Here, Charisios Tsiairis from Friedrich Miescher Institute for Biomedical Research explores Hydra Regeneration and the genetic programs that make it possible
Most people know jellyfish and other Cnidarians from painful stings while swimming in the sea. This is an unfortunate way of seeing these fascinating creatures that are among the first multicellular animals to evolve on our planet. While most Cnidarian species are found in marine habitats, a notable exception is the freshwater polyp Hydra.
What are Hydras?
Hydras inhabit pristine springs throughout the world and are shaped as hollow tubes constructed by two epithelial layers. On one end of this tube, a foot structure helps the animal to attach to solid substrates. These substrates can be rocks, wooden sticks, or even shell of aquatic snails, with which the animals are transported. On the end opposite to the foot, there is a mouth, a single opening surrounded by tentacles, that allows the animal to feed. For centuries, Hydras have captivated biologists for their natural ability to regrow a whole organism from a small piece of tissue. Indeed, the animal is named after a mythical serpent monster that regrew two heads for every head chopped off.
Hydra was first described by Abraham Trembley, a Genevan naturalist who wanted to find out whether it was an animal or a plant. To do so, he collected many individuals and cut them into halves along the middle of the body. Trembley reasoned that if Hydra were an animal, it would not sustain such a body part loss and die. However, if it were a plant it would regenerate. To Trembley’s amazement, Hydra was able to rebuild the missing part and regenerate — from every piece of its body — a complete individual sporting a functional mouth and foot. Actually, today we know that even if a Hydra is dissociated into single cells, these cells can re- aggregate into small clumps from which complete animals will emerge.
Trembley eventually categorized Hydra as an animal due to its motility and active search for prey, and his discovery opened a whole field of experimental investigation of Hydra regeneration phenomena. Regeneration is intriguing because not all animals are able to regenerate and, unfortunately, humans’ regenerative abilities are rather limited. Why organisms such as Hydra can replace missing parts, whereas humans can’t? And how do cells self-organize into complex tissues to rebuild missing structures?
Using genetic screens
To address these and other biological questions, biologists typically turn to genetic screens — laboratory procedures used to create mutant organisms and identify those that differ from the typical organisms’ physical traits or phenotypes. Genetic screens can provide important information on how genes determine a specific phenotype, but they have proven technically difficult in Hydra.

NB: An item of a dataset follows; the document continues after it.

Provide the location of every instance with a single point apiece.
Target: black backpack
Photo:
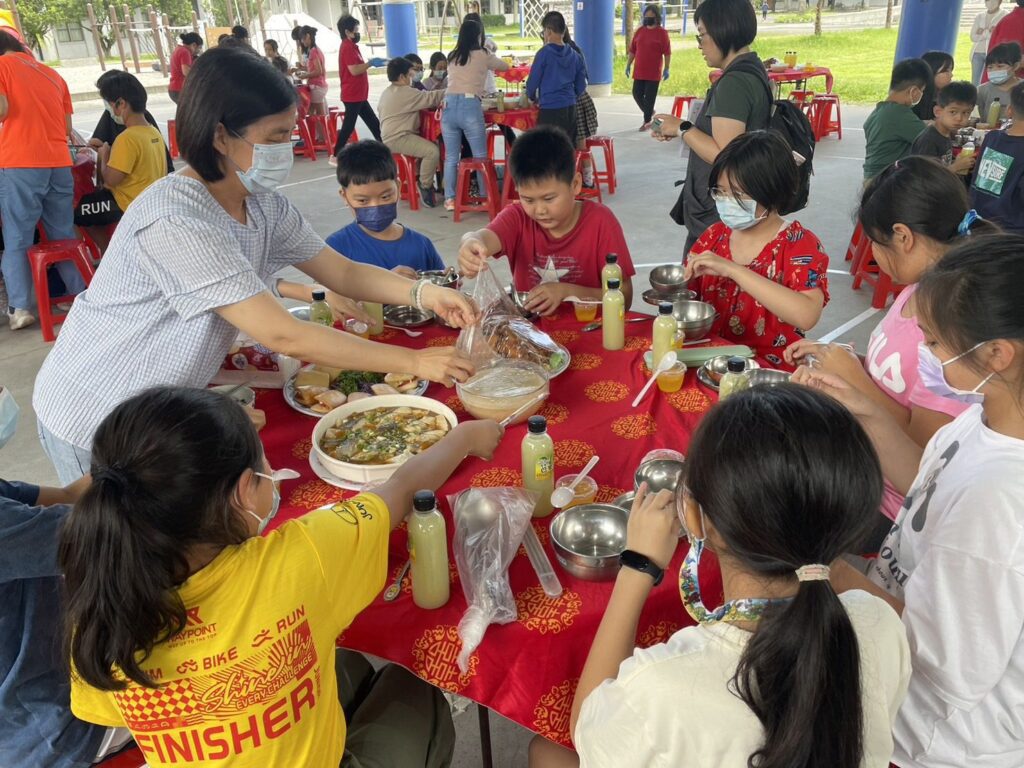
(790, 121)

Our research team has devised an alternative approach to uncover the genetic toolkit that allows Hydras to regenerate. We cut tissue fragments from Hydras and let them regenerate in the presence of chemicals that interfere with the function of specific gene products. Then, we identify instances where regeneration fails or proceeds abnormally. In the presence of some chemicals, Hydras cannot recognize what body structures are missing, or their cells can’t acquire identities of the missing parts. In many cases, the proper exchange of information between cells is compromised, leading to multiple heads or foot structures.
So far, our work has pointed towards known and unknown genes involved in Hydra regeneration. For example, Wnt signaling is a communication system that Hydra’s cells use to establish the identity of the future mouth during development and regeneration. This intercellular communication mechanism is active in all multicellular systems. Some of the genes that we identified encode for proteins that facilitate cell-to-cell communication through the Wnt signaling pathway, suggesting that our approach is effective.
Moreover, we have identified many new genes involved in other signaling cascades and biological processes. Among them, we aim to identify genes that allow the exchange of biochemical information among cells, and those that enable cells to interpret and use mechanical cues. Indeed, we have recently shown that Hydra’s cells must stretch for the regenerating tissue to establish the future mouth of the animal. In fact, the more the cells are stretched, the easier it is for them to acquire the mouth identity and organize the emergence of the oral end structures. How is the mechanical signal translated into the chemical language of life? Which genes are involved in sensing physical forces and driving cell fate changes? The answers to these questions may lie in those newly discovered genes.
The importance of Hydra research
Hydra research can help us to identify genetic programs that may be present in our own cells, just waiting to be tapped. It could also help us to understand the mechanism of common diseases. For example, the information exchange through Wnt signaling is implicated in multiple cancers, and researchers are now starting to recognize a connection between this signaling cascade and mechanical cues. This link seems to be present in some of the earliest multicellular species, testifying to the importance of mechanical signals for the proper behaviour of cells. Hydra research can help us to understand this and other intriguing connections. Without a doubt, these tiny freshwater creatures promise a future of exciting discoveries.
- Vogg MC, Galliot B, Tsiairis CD. Model systems for regeneration: Hydra. Development 146, (2019).
- Ferenc J, Papasaikas P, Ferralli J, Nakamura Y, Smallwood S, Tsiairis CD. Mechanical oscillations orchestrate axial patterning through Wnt activation in Hydra. Sci Adv 7, eabj6897 (2021).